I do not get it, I am running:

args=(
    --interactive
    --tty
    --rm
    --device /dev/kvm
    --volume "${PWD}:/data:z"
    --workdir /data
)
podman run "${args[@]}" docker.io/nixos/nix:latest

nix --extra-experimental-features "flakes nix-command" build .#nixosConfigurations.qcow2.config.system.build.qcow2 --print-build-logs

and exactly the same flake.nix that you posted.

I have been running in this way in the last 8 months almost daily.

phaer commented 3 days ago

Ah, you are running this in a docker container and passing through /dev/kvm from a, presumably non-nixos, host? I am running this on a nixos-unstable host with the same kernel as inside the vm.

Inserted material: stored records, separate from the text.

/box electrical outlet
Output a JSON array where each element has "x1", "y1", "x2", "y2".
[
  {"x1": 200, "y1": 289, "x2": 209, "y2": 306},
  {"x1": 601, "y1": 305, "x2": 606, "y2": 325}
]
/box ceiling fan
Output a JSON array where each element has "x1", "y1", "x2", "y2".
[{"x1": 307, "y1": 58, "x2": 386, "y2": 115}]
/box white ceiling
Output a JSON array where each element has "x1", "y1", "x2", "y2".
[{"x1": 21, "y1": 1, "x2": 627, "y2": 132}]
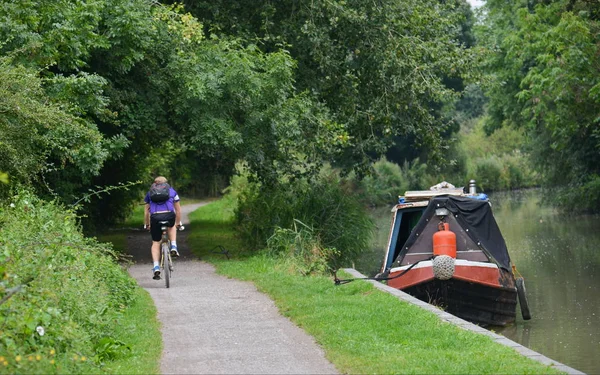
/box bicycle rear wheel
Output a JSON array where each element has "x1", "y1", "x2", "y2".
[{"x1": 161, "y1": 242, "x2": 171, "y2": 288}]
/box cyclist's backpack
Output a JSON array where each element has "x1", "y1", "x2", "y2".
[{"x1": 149, "y1": 182, "x2": 171, "y2": 203}]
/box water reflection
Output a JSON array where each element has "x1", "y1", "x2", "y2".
[
  {"x1": 360, "y1": 190, "x2": 600, "y2": 374},
  {"x1": 491, "y1": 190, "x2": 600, "y2": 374}
]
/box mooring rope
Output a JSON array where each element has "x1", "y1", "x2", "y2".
[{"x1": 333, "y1": 257, "x2": 432, "y2": 285}]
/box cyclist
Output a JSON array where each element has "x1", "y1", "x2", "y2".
[{"x1": 144, "y1": 176, "x2": 182, "y2": 280}]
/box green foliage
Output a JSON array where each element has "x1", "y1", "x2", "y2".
[
  {"x1": 0, "y1": 191, "x2": 137, "y2": 374},
  {"x1": 478, "y1": 0, "x2": 600, "y2": 208},
  {"x1": 472, "y1": 155, "x2": 504, "y2": 191},
  {"x1": 0, "y1": 0, "x2": 482, "y2": 228},
  {"x1": 0, "y1": 0, "x2": 155, "y2": 210},
  {"x1": 99, "y1": 287, "x2": 161, "y2": 374},
  {"x1": 180, "y1": 0, "x2": 476, "y2": 173},
  {"x1": 453, "y1": 84, "x2": 488, "y2": 123},
  {"x1": 93, "y1": 337, "x2": 131, "y2": 363},
  {"x1": 458, "y1": 119, "x2": 539, "y2": 191},
  {"x1": 72, "y1": 181, "x2": 142, "y2": 208},
  {"x1": 356, "y1": 158, "x2": 431, "y2": 206},
  {"x1": 233, "y1": 170, "x2": 373, "y2": 268},
  {"x1": 0, "y1": 58, "x2": 110, "y2": 200},
  {"x1": 358, "y1": 159, "x2": 408, "y2": 206},
  {"x1": 186, "y1": 197, "x2": 242, "y2": 261},
  {"x1": 166, "y1": 37, "x2": 339, "y2": 185},
  {"x1": 267, "y1": 220, "x2": 340, "y2": 276},
  {"x1": 0, "y1": 0, "x2": 345, "y2": 228},
  {"x1": 551, "y1": 175, "x2": 600, "y2": 213}
]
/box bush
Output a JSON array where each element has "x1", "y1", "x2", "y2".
[
  {"x1": 267, "y1": 220, "x2": 340, "y2": 275},
  {"x1": 0, "y1": 192, "x2": 137, "y2": 374},
  {"x1": 357, "y1": 158, "x2": 431, "y2": 206},
  {"x1": 358, "y1": 159, "x2": 407, "y2": 206},
  {"x1": 466, "y1": 152, "x2": 539, "y2": 192},
  {"x1": 472, "y1": 155, "x2": 506, "y2": 191},
  {"x1": 233, "y1": 171, "x2": 373, "y2": 270},
  {"x1": 457, "y1": 118, "x2": 539, "y2": 192},
  {"x1": 552, "y1": 174, "x2": 600, "y2": 213}
]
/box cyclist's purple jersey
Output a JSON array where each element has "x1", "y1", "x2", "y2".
[{"x1": 144, "y1": 187, "x2": 180, "y2": 214}]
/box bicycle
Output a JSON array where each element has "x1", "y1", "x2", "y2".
[
  {"x1": 157, "y1": 220, "x2": 184, "y2": 288},
  {"x1": 156, "y1": 221, "x2": 172, "y2": 288}
]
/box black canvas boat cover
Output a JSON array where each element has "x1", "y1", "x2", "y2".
[{"x1": 400, "y1": 195, "x2": 512, "y2": 271}]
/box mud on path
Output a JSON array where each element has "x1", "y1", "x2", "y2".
[{"x1": 126, "y1": 202, "x2": 338, "y2": 374}]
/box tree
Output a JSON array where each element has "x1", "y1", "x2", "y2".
[
  {"x1": 0, "y1": 57, "x2": 111, "y2": 199},
  {"x1": 478, "y1": 0, "x2": 600, "y2": 209},
  {"x1": 0, "y1": 1, "x2": 339, "y2": 226},
  {"x1": 169, "y1": 0, "x2": 476, "y2": 174}
]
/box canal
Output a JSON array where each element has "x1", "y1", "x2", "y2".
[{"x1": 357, "y1": 189, "x2": 600, "y2": 374}]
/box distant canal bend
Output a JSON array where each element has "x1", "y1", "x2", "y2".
[{"x1": 357, "y1": 190, "x2": 600, "y2": 374}]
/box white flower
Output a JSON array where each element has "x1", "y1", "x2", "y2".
[
  {"x1": 9, "y1": 203, "x2": 15, "y2": 208},
  {"x1": 23, "y1": 201, "x2": 29, "y2": 205},
  {"x1": 36, "y1": 326, "x2": 45, "y2": 336}
]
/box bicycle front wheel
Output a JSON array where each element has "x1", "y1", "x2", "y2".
[{"x1": 161, "y1": 242, "x2": 171, "y2": 288}]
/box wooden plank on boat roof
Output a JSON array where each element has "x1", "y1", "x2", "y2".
[
  {"x1": 393, "y1": 200, "x2": 429, "y2": 211},
  {"x1": 404, "y1": 188, "x2": 464, "y2": 201}
]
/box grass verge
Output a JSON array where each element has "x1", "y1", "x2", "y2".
[
  {"x1": 186, "y1": 196, "x2": 242, "y2": 259},
  {"x1": 102, "y1": 287, "x2": 161, "y2": 374},
  {"x1": 187, "y1": 198, "x2": 563, "y2": 375}
]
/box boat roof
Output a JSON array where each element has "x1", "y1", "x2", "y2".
[{"x1": 399, "y1": 195, "x2": 512, "y2": 271}]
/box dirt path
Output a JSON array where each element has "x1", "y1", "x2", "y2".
[{"x1": 126, "y1": 202, "x2": 338, "y2": 374}]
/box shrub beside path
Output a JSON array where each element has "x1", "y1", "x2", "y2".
[{"x1": 126, "y1": 202, "x2": 338, "y2": 374}]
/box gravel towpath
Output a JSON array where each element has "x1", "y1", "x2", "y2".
[{"x1": 126, "y1": 202, "x2": 338, "y2": 374}]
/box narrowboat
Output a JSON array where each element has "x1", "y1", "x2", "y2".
[{"x1": 377, "y1": 181, "x2": 530, "y2": 326}]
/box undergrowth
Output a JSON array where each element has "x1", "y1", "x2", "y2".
[
  {"x1": 0, "y1": 191, "x2": 139, "y2": 374},
  {"x1": 231, "y1": 169, "x2": 373, "y2": 270}
]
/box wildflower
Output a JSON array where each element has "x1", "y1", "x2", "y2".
[
  {"x1": 9, "y1": 203, "x2": 15, "y2": 208},
  {"x1": 50, "y1": 349, "x2": 55, "y2": 356},
  {"x1": 36, "y1": 326, "x2": 45, "y2": 336},
  {"x1": 0, "y1": 357, "x2": 4, "y2": 362},
  {"x1": 28, "y1": 356, "x2": 34, "y2": 361},
  {"x1": 36, "y1": 355, "x2": 41, "y2": 361},
  {"x1": 50, "y1": 359, "x2": 55, "y2": 365},
  {"x1": 2, "y1": 361, "x2": 7, "y2": 366},
  {"x1": 15, "y1": 355, "x2": 21, "y2": 362},
  {"x1": 81, "y1": 356, "x2": 87, "y2": 362}
]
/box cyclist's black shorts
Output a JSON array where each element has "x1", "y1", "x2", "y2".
[{"x1": 150, "y1": 211, "x2": 176, "y2": 242}]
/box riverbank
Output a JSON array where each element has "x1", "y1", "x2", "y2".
[
  {"x1": 343, "y1": 268, "x2": 583, "y2": 375},
  {"x1": 187, "y1": 198, "x2": 564, "y2": 374}
]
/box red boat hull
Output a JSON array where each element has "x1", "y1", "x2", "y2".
[{"x1": 387, "y1": 261, "x2": 517, "y2": 326}]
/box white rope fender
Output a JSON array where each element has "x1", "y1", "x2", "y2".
[{"x1": 432, "y1": 255, "x2": 455, "y2": 280}]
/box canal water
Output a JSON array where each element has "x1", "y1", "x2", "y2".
[{"x1": 357, "y1": 190, "x2": 600, "y2": 374}]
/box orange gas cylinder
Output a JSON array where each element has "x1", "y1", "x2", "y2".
[{"x1": 433, "y1": 223, "x2": 456, "y2": 258}]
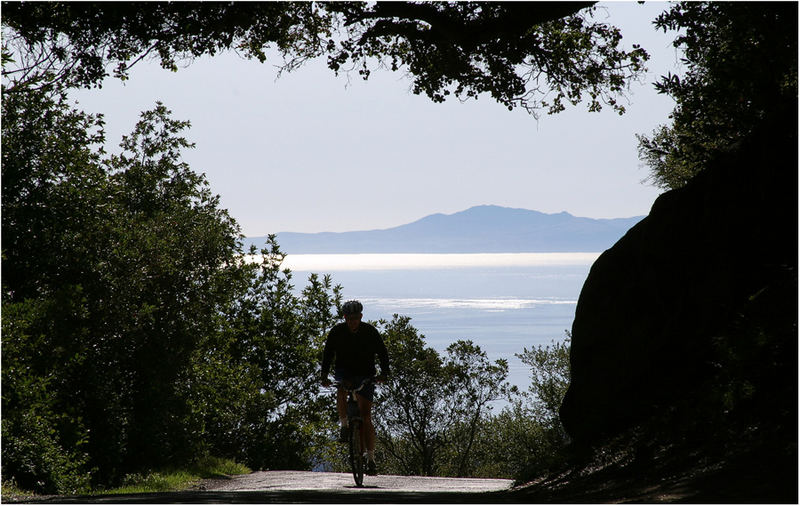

That of course should not make a difference, but I think it's notable and think you might have to bisect this to find out where exactly it started to fail. Could also check whether the same setup works with eg a non-efi image with as many default settings as possible.

Anyway, I don't think I can help here. Feel free to ping me again if it turns out that my option changes was the culprit after all, but I am unsubscribing here for now.

yellowhat commented 3 days ago

Thanks

The host itself is also nixos-unstable.

yellowhat commented 3 days ago

After running git bisect, the culprit is https://github.com/NixOS/nixpkgs/commit/97ed6b4565e76286062e6942517a71ae4c9cac72

@Ma27

Ma27 commented 2 days ago

Yeah I see why this fails, NIX_BUILD_TOP isn't /build and I guess I shouldn't have used /build in the first place. Will prepare a patch.

Ma27 commented 2 days ago

Actually, https://github.com/NixOS/nixpkgs/pull/360413 should be a potential fix.

yellowhat commented 2 days ago

Using:

{
  inputs = {
    nixpkgs.url = "github:wolfgangwalther/nixpkgs/structured-attrs-run-in-vm";
  };
...

fixes the error.

Thanks